IaC Development for Video Hosting

Project Description
The client provides high-load video hosting services. The entire infrastructure is based on bare-metal servers in Europe and Canada, utilizing UCDN as a backup CDN to smooth out loads in emergency situations. The content is divided into several independent blocks, each served by its own independent group of servers. Most nodes were configured manually and were only covered by basic monitoring.

The main request from the client was to increase manageability, accelerate the addition of new nodes, enhance monitoring transparency, and reduce the frequency of emergencies.
Key Metrics
  • 60+ manually configured servers
  • 3+ petabytes of monthly traffic for each server group
  • 400+ domain names associated with various projects
  • 97.2% availability level, insufficient for the target level of client service
Project Goals
  • To ensure full coverage of the entire infrastructure with code in accordance with the principles of Infrastructure-as-Code
  • To reduce the deployment time of a new node from 5 working days to 1 hour of working time.

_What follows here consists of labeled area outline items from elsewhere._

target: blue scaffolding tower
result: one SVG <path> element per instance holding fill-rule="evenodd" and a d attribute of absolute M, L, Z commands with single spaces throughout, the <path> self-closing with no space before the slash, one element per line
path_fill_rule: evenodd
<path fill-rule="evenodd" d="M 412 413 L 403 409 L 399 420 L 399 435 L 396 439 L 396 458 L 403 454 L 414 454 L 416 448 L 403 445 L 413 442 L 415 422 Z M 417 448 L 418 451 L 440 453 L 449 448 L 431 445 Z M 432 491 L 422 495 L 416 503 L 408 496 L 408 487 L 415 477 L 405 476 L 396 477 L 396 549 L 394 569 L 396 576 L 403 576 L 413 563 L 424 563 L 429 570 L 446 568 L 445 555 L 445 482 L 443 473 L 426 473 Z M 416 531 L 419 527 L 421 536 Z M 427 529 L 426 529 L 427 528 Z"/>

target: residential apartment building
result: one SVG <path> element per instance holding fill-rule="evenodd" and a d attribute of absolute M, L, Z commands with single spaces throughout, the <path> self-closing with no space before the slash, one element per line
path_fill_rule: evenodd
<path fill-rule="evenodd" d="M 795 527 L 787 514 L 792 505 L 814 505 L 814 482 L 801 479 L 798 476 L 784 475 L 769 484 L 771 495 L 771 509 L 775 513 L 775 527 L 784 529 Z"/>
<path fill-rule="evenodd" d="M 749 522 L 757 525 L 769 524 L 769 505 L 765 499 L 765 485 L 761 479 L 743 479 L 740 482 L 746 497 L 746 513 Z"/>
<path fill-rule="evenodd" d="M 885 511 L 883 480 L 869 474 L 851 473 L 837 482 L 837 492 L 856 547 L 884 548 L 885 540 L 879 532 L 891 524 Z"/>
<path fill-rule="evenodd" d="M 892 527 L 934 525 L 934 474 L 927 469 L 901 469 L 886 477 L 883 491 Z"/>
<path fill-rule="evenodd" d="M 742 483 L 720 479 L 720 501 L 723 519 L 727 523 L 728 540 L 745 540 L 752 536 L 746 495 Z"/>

  • To increase infrastructure availability from 97.2% to 99.9% and above.
  • To develop a methodology for predicting the dynamics of reserve capacity and the need for storage expansion.
Key Challenges and Results
We have done a great deal of work with full coverage of the entire infrastructure with code:
  • The entire server configuration is now deployed fully automatically based on the roles developed in Ansible.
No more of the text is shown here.